Last week was a chance for Newcastle to begin again, start showing themselves to be the big club they’ve always claimed. Instead, the local papers were excluded from McClaren’s first day and so were the BBC. In the recent past Newcastle have topped the league for having the poorest public relations – this does exist – and since the retirement of Sir Alex Ferguson, who regularly blackballed journos for antagonising him, they seem to be going all out to make the championship their own.
McClaren, who’s already being perceived as weak for consenting to the gagging, is possibly the last manager who needs to be smuggled into a stadium under an umbrella. This is a metaphor – the inappropriate brolly he hoisted during his brief, miserable reign as England boss was all too real. Honestly, the PR industry needs to get itself some decent PR if it thinks this is how to go about promoting a good-news story.

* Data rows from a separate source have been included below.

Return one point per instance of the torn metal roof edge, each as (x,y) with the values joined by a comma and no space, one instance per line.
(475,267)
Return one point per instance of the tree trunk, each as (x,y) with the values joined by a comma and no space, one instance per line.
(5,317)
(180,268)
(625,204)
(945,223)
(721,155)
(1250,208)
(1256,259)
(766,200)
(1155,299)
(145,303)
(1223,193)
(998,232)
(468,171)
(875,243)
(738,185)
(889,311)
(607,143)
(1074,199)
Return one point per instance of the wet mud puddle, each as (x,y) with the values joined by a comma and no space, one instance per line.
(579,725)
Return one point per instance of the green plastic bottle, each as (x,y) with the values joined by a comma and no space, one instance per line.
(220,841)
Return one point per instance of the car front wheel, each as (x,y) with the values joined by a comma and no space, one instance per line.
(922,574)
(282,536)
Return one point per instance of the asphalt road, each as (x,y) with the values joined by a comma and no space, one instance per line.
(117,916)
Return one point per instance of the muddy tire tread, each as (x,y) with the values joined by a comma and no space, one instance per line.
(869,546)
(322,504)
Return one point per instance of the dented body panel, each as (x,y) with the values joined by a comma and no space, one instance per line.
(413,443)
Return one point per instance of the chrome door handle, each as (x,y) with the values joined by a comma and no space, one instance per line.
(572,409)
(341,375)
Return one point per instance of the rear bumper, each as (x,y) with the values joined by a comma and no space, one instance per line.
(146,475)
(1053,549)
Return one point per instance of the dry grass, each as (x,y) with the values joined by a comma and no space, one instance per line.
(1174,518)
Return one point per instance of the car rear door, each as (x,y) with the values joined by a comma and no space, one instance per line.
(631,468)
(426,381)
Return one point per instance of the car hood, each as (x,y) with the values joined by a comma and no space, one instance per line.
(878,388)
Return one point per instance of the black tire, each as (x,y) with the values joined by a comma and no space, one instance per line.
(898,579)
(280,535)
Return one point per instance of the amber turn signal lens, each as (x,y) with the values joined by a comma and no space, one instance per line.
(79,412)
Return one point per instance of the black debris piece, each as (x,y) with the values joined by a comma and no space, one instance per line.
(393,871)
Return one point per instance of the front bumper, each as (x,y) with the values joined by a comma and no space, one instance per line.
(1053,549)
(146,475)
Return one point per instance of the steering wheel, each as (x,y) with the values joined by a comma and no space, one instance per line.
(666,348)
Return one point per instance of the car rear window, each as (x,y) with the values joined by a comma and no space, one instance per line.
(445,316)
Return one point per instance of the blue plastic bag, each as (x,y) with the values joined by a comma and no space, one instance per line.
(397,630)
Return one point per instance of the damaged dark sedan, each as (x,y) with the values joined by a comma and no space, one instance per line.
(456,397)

The sports interview doesn’t have to be like this, of course. Put a brilliantly nosey hack and a swaggering legend together in the same room and fireworks can result. Both Lynn Barber and Boris Becker are fearless – she’s the Demon Barber of Fleet Street and Becker was the belligerent 17-year-old wunderkind who Grand Slammed into his opponents at the end-change.
Their encounter, given that it was an interview and not a tennis match, was published last week and was only going to have one winner.
The broom-cupboard where Becker’s 15-year-old daughter was conceived was off-limits. He wasn’t really up for anything of a personal nature and hoped the piece would be a nice, big puff for his coffee-table book. Barber wondered if he was a male chauvinist pig; he wondered if she was incompetent. It was knockabout stuff, ending with him telling his publicist to complain to her editor.
My first reaction was to wonder why on earth Becker agreed to the interview – ego, perhaps, and the belief he couldn’t be beaten – although I was glad he did. And I wouldn’t be surprised, once the dust has settled, if he’s able to rationalise it. Maybe along the lines of: “This is who I am, Great British Tennis Public. I’m Boris Becker and I stomp around, albeit with dodgy hips now. Our relationship through my witty punditry was getting a bit too – how you say, because it’s not a word which translates into the German – cosy.” And maybe his PR can rationalise it too: “My client didn’t wimp out – what about yours?”
Oh that Newcastle United’s publicity department were being a bit braver just now – Steve McClaren, too.